The subject of this article is a binary alternative fuel, which consists of furan-based biomass fuels synthesized from lignocellulose, 2-methylfuran and 2,5-dimethylfuran. A skeleton mechanism conforming to its combustion characteristics was constructed using the decoupling methodology, the mechanism was optimized via a genetic algorithm, and an optimal mechanism consisting of 67 components and 228 reactions was obtained. In this study, the final optimized skeleton mechanism of the alternative fuel was used to predict the ignition delay in ST and RCM, the component concentration in JSR and premixed laminar burner, and the laminar flame speed, respectively.
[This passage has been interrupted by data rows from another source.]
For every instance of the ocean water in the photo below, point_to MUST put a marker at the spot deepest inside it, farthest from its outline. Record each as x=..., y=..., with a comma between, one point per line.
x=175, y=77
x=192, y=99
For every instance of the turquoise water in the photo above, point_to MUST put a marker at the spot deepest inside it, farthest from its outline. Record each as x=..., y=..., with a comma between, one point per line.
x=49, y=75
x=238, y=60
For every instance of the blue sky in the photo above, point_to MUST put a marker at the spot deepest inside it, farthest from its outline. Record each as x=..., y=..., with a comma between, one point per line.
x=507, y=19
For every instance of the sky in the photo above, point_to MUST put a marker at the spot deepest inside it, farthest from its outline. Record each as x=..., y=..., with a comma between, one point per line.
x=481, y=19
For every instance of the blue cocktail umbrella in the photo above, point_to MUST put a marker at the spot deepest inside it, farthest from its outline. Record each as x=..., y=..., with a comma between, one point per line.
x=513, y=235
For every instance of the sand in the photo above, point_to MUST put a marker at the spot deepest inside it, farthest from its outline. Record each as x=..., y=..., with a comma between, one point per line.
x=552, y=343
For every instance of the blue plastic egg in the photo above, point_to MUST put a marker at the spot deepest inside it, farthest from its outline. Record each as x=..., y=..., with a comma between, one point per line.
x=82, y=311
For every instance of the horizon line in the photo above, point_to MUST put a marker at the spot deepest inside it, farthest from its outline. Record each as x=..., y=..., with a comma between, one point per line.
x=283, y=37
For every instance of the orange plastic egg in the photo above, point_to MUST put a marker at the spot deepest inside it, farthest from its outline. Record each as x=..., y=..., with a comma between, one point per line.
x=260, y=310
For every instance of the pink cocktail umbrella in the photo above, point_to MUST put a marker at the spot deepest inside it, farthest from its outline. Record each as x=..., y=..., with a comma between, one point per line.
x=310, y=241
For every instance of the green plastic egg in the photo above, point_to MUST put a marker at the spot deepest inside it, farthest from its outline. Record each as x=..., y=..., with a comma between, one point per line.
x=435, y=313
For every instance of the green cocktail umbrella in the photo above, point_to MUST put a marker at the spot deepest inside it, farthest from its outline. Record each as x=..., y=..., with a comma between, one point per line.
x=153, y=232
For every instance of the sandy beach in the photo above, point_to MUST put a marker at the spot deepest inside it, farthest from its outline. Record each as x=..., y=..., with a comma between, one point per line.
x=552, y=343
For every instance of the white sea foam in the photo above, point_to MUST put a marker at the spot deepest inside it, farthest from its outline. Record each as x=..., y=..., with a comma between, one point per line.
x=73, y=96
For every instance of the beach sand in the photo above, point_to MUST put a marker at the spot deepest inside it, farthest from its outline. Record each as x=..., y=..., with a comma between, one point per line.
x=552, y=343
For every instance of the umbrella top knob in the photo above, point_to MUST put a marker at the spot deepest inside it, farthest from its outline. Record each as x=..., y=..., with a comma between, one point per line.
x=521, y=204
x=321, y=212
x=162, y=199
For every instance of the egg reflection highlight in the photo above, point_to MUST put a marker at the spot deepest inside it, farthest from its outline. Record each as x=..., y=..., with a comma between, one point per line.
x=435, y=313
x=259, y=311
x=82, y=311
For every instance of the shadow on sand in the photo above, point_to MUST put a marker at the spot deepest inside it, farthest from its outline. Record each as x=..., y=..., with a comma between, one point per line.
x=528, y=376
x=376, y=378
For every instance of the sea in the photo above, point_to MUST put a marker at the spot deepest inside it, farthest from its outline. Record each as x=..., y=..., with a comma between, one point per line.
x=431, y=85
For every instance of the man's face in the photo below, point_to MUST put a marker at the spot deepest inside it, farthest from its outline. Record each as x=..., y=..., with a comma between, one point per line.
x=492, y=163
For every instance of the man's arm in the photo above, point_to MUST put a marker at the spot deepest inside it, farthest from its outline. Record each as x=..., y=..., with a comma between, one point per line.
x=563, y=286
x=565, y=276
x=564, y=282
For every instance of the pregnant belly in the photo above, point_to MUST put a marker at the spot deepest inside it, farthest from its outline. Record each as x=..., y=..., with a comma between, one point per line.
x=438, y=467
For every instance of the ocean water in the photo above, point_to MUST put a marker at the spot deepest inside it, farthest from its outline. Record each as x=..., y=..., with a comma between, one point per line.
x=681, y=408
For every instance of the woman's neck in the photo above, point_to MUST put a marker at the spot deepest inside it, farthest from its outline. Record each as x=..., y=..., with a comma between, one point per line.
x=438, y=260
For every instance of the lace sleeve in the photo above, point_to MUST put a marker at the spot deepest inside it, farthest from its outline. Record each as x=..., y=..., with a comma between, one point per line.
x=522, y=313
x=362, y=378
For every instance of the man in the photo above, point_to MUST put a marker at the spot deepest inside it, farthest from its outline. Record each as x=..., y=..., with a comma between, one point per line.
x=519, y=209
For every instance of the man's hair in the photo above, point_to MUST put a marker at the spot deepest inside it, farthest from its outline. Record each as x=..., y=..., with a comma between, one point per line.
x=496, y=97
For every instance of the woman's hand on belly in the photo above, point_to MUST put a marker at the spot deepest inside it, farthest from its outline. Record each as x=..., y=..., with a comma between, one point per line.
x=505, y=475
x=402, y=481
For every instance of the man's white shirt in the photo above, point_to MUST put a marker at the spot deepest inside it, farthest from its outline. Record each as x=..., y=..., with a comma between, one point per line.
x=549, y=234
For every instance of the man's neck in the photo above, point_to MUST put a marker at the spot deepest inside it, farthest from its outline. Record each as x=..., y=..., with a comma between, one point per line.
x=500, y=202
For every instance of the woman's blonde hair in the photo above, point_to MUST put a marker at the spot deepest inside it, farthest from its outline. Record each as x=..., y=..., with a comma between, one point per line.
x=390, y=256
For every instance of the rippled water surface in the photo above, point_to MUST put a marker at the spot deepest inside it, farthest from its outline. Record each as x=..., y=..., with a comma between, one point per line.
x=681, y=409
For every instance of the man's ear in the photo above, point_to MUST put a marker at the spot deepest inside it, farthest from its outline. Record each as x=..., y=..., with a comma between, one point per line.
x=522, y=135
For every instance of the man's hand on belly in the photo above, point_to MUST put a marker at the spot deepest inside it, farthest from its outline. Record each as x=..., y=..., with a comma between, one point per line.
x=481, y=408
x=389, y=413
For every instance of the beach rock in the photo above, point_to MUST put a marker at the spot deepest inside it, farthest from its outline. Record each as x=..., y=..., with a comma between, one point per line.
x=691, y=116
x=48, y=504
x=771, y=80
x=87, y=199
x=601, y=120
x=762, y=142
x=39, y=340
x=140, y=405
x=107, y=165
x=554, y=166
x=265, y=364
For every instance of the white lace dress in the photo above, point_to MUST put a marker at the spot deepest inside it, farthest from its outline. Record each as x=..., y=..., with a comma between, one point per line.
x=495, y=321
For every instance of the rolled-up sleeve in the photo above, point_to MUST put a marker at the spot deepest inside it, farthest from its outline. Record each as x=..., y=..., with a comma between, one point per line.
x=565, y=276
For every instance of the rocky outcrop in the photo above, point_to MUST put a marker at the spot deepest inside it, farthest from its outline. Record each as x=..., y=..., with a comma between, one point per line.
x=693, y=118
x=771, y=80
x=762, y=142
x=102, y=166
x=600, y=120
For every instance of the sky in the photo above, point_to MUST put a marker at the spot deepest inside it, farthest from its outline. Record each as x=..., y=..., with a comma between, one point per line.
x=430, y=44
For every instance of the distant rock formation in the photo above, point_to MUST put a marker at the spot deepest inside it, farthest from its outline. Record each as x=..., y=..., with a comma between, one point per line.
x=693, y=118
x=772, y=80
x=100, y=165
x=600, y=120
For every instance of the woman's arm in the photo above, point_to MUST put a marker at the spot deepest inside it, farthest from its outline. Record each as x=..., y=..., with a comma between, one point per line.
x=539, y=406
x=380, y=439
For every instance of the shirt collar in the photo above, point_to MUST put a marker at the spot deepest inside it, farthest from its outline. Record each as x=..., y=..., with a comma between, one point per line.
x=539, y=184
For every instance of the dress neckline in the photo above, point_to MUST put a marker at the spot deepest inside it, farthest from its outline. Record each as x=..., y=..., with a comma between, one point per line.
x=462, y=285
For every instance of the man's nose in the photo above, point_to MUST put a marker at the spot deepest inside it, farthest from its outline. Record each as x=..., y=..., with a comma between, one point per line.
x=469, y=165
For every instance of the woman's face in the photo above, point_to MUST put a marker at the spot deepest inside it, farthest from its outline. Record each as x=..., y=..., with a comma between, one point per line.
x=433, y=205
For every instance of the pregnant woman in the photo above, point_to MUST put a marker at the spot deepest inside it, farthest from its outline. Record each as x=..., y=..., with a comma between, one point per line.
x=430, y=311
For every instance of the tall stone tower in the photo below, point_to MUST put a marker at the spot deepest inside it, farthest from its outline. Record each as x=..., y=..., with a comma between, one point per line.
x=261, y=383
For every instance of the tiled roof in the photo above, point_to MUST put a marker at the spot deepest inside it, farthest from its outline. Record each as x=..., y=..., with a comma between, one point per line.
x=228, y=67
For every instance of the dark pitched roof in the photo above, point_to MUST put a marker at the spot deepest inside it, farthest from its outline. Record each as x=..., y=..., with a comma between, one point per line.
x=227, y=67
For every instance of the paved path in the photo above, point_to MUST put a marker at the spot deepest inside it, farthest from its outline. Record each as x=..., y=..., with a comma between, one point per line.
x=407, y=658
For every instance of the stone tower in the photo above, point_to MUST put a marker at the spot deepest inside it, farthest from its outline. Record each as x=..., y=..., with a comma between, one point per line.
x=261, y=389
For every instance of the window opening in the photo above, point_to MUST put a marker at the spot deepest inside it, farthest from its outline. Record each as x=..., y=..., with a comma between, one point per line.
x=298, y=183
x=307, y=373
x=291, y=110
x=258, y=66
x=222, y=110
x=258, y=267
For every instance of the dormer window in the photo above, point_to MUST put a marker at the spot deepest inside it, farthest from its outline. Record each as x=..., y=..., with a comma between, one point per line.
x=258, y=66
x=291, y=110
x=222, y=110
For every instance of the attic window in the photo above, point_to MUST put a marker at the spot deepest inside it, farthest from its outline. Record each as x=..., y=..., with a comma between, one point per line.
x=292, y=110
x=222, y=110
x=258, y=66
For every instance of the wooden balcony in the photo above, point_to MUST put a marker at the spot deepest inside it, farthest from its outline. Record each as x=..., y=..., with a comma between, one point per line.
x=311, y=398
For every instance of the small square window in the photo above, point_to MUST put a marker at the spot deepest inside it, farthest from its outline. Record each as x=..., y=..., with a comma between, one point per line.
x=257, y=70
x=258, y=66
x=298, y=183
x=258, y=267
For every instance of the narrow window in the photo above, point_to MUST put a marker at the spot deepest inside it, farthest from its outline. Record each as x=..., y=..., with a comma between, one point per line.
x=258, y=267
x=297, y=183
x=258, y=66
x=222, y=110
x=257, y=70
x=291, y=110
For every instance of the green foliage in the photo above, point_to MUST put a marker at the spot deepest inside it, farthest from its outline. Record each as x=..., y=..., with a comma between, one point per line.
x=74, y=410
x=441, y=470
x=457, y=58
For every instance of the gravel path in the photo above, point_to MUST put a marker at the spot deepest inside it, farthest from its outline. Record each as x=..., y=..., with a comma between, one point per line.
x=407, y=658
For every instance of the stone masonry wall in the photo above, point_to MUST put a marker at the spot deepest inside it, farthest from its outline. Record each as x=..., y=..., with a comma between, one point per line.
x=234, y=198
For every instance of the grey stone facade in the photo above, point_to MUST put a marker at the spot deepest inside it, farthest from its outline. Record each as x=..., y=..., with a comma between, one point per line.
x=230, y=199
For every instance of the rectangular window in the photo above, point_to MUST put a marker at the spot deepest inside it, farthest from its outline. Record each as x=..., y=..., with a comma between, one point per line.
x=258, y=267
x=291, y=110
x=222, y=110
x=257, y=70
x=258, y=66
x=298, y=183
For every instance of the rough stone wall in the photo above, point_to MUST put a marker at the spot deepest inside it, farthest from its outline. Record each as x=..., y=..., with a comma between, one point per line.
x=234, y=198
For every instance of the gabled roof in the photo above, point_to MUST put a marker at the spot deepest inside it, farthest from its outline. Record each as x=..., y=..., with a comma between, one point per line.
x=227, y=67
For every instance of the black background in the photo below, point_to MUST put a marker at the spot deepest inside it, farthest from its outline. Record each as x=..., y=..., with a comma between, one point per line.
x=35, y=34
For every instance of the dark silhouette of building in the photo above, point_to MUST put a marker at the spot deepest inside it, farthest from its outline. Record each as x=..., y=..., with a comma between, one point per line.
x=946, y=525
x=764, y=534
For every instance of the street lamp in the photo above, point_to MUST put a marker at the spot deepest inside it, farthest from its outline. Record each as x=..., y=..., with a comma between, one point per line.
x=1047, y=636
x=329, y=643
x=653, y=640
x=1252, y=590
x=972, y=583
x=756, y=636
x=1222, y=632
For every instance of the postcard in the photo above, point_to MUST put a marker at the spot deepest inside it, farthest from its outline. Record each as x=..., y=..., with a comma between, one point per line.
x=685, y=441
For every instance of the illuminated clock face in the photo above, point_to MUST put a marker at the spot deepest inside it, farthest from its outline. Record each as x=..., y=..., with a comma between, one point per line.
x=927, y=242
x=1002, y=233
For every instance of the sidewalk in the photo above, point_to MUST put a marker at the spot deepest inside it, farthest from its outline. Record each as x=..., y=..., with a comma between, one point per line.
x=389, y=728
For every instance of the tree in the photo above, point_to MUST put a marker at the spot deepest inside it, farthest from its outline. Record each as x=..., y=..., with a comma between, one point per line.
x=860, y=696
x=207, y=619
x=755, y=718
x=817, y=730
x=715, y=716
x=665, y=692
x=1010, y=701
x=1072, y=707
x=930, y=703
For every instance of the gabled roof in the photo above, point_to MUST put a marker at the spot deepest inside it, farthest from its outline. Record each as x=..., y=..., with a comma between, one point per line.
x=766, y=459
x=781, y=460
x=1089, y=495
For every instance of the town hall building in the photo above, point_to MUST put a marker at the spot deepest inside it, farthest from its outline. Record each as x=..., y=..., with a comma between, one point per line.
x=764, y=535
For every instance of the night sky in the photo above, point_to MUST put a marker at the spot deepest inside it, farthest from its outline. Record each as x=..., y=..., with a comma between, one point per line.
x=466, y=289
Despite the lack of experimental data for 2-methylfuran, via a comparison of the available experimental data, it was found that the mechanism obtained a desirable prediction accuracy at φ = 0.5–2.0, p ≥ 20 bar, and T = 800–1200 K in the several verifications mentioned above. However, some discrepancies still exist. In this study, the simplification and optimization of the mechanism is focused on the engine conditions, which may neglect some relatively important reactions at conventional conditions and lead to errors in the experimental values and simulated values using the skeleton mechanism under non-engine conditions. In the future, more extreme experimental data can be introduced to improve the performance of the current skeleton mechanism. In addition, when applicable 2-methylfuran experimental data are available, the prediction of relevant parameters can be investigated.